In other words, every single resident of Storrs, Connecticut – the home of UConn – could have brought four friends along, and they all could have fit into the Stadium. And there still would have been room for Yukon Jack's Hilltop Grill and the Storrs Museum of Puppetry.

Do you like flat screen TVs? They've got one in the Stadium that is 160 by 72 feet. If you go to Best Buy to purchase one of these, remember that the size is measured diagonally. 

They sold the seats at the very top of the arena. You didn't need an usher to help you to those seats. You needed a Sherpa. What could those fans possibly see from up there? They couldn't see the dunks, the blocks, or the steals. They couldn't see the expressions on the faces of the players and coaches. Furthermore, there should be an NCAA rule that states no seats may be sold that are so far away from the court that fans can't distinguish between the cheerleaders and the players. Presidents Bush and Clinton were there, but I doubt if those with bad seats could even see them on the Giant TV. So thousands of fans missed the very things that are great about college basketball. 

If they hadn't read and believed my correct prediction, (which once again, you may verify: How to pick a final four winner), they might not have found out who won the game until they got home.

Before Wisconsin's semifinal (but after practicing at AT&T), Wisconsin's Frank Kaminsky said, "It's an insane venue. It kind of feels like you're outside…"

Why do they hold these games in such a cavernous place with so many awful seats? For the same reason that they charge five bucks for a bottle of water.
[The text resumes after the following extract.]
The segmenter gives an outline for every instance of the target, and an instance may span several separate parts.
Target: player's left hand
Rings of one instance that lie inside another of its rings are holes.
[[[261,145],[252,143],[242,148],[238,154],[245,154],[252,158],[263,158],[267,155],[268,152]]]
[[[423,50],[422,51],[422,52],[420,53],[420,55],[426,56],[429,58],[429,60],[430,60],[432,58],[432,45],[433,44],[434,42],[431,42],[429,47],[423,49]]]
Greed.

There's an old saying that goes, "Everything is bigger in Texas." However, it would've been much bigger of the NCAA if they had played these games in a smaller place.

Just as a postscript, one of the times that they cut to the two former Presidents on the oversized screen, I'm pretty sure I read Bush's lips asking Clinton, "Where is Lloyd sitting?" I could be wrong about that. Then again, I could be right. It's happened before.